Dans l’Évangile, suivre Jésus ne paraît pas simple, car il demande une totale disponibilité. Or, nous avons des résistances internes. Jésus évoque déjà deux grandes résistances dans le texte que nous venons d’entendre.
La première : les contraintes matérielles qui peuvent faire obstacle. « Le Fils de l’homme n’a pas d’endroit où reposer la tête », dit Jésus. Pour nous, les contraintes matérielles peuvent être le manque de temps, trop de soucis matériels, trop de travail, qui pourraient nous empêcher de prier, de venir à l’aumônerie, d’aller à la messe.
La deuxième contrainte : les liens affectifs qui peuvent être aussi un frein. Lorsque Jésus dit : « Laisse les morts enterrer leurs morts, toi, pars et annonce le règne de Dieu », il ne nie pas l’importance des liens affectifs ; famille et amis sont essentiels dans notre vie, mais ne doivent pas constituer un obstacle à notre disponibilité à le suivre.

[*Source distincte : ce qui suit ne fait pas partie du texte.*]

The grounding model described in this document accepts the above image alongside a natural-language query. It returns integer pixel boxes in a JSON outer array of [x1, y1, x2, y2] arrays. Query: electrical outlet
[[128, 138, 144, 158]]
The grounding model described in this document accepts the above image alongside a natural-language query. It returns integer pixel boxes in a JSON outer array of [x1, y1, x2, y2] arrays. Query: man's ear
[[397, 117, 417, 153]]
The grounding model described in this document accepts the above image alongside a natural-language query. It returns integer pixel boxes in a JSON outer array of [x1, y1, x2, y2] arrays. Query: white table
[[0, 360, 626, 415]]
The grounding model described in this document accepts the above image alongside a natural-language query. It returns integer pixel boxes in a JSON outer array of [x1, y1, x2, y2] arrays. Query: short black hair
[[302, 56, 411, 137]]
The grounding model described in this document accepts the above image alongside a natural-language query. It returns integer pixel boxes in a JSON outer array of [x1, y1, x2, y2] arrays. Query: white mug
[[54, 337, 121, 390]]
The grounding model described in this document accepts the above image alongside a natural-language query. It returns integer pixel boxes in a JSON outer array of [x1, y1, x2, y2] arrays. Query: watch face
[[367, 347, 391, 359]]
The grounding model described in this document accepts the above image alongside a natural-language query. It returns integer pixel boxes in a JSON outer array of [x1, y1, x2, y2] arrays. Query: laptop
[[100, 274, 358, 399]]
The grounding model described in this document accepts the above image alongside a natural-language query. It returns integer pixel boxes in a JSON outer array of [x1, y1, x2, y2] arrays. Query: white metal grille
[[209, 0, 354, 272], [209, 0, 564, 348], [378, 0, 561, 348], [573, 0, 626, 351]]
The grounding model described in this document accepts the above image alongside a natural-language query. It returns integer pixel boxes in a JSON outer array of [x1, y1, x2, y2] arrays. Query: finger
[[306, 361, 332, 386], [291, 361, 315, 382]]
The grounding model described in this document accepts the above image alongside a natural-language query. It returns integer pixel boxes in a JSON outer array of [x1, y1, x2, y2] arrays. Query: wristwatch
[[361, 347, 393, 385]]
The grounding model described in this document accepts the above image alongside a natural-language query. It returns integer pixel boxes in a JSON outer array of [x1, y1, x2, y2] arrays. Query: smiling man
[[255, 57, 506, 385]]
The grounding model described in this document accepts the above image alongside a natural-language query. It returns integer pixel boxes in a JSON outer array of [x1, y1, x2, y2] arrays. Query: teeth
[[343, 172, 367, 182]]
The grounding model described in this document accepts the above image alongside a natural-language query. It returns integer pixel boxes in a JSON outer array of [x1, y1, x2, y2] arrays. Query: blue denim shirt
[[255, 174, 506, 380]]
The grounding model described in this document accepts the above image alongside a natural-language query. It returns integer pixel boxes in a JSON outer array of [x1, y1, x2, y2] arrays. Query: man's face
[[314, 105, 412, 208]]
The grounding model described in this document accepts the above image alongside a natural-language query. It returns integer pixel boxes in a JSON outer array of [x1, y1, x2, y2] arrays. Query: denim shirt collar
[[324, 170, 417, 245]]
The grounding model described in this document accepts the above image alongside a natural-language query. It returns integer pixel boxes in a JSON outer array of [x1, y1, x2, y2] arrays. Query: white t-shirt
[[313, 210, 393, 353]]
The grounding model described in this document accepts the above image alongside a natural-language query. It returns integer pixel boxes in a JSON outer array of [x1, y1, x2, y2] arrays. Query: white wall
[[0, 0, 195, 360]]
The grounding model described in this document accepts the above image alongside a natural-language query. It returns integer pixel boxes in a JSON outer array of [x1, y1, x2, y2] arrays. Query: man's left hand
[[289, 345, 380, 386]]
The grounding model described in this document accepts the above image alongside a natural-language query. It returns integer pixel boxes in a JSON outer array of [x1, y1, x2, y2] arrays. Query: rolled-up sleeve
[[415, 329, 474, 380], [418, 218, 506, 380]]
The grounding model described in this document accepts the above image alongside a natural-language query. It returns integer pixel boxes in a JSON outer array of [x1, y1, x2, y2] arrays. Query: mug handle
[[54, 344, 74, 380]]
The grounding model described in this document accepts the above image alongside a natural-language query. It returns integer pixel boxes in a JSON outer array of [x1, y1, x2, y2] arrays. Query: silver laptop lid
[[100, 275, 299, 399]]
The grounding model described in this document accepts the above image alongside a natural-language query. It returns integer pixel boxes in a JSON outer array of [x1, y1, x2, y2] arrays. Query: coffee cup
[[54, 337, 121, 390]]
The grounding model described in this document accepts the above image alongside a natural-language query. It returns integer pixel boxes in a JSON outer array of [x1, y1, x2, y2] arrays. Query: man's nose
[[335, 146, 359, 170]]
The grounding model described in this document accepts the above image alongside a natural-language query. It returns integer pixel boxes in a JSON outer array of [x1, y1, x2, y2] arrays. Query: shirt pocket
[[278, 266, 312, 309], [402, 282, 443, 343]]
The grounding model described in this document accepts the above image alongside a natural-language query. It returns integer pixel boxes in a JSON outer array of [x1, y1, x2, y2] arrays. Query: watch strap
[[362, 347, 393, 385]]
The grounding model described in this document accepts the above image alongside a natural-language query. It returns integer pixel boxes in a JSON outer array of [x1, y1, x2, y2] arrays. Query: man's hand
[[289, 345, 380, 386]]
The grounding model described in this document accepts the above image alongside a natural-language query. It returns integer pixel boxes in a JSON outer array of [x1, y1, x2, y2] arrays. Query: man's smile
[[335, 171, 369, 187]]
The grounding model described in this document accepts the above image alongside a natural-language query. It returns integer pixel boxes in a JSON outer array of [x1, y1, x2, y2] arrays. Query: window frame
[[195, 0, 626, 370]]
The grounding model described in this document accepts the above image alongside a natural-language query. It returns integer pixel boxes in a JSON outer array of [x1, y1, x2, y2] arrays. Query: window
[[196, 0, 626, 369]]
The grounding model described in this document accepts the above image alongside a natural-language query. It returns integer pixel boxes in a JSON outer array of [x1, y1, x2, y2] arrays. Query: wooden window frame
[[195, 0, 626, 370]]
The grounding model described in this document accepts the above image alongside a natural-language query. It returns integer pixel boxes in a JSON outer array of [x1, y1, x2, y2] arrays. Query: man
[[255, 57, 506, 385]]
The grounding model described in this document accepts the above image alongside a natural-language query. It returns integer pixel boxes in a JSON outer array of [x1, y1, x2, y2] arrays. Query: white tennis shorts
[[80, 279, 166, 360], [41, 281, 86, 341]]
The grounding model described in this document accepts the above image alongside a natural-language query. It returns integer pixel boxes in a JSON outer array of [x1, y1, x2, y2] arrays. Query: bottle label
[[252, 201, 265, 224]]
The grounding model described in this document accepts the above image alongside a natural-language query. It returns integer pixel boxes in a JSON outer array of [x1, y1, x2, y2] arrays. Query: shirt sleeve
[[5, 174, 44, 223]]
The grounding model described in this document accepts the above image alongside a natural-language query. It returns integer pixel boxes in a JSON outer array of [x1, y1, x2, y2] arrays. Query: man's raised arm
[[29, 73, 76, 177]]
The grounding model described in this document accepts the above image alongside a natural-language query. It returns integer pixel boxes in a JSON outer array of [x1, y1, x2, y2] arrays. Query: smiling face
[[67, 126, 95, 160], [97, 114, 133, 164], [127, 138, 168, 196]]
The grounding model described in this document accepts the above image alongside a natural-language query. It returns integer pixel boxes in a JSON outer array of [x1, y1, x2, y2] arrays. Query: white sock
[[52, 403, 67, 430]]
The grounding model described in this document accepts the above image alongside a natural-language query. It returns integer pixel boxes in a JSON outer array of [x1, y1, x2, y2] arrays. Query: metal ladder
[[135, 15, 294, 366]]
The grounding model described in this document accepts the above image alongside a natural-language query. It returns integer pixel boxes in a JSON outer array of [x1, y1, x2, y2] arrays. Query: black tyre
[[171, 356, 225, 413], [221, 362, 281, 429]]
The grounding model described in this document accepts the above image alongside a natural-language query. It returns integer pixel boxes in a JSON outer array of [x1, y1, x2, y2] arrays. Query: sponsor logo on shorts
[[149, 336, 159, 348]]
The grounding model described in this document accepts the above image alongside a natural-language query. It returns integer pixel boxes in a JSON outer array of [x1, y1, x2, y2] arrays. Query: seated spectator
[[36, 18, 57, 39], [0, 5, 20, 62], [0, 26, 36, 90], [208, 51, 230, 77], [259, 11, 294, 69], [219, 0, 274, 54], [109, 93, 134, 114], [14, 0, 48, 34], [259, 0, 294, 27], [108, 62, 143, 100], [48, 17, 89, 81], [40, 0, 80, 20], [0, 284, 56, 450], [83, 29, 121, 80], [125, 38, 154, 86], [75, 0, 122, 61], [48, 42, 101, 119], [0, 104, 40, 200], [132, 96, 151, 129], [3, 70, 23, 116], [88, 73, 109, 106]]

Devenir disciple de Jésus suppose un engagement comme je le disais au début ! La foi chrétienne, ce n’est pas un petit truc en plus. C’est toute la vie qui est transformée. C’est une vie nouvelle, comme dit saint Paul en parlant du baptême (Cf. Rm 6,4).
Pour terminer, je souligne que cette rentrée se vit au cœur de l’année jubilaire des 2025 ans de la naissance du Christ. L’année jubilaire est une année de grâce pour nous laisser toucher par l’amour de Dieu, pour nous (re)mettre en route à la suite de Jésus, pour nous réconcilier avec nous-mêmes et avec les autres, pour recevoir les grâces du pardon de Dieu qui guérit toutes nos blessures. Une année de grâce pour que nous devenions des pèlerins d’espérance dans notre humanité souffrante, en nous mettant debout pour agir avec les autres, soutenus et nourris par l’amour de Jésus, comme le dit sainte Thérèse. Une année favorable pour devenir ou redevenir disciple de Jésus et être témoins de son amour en ce monde, témoins de la joie et de la paix qu’il nous donne. Amen.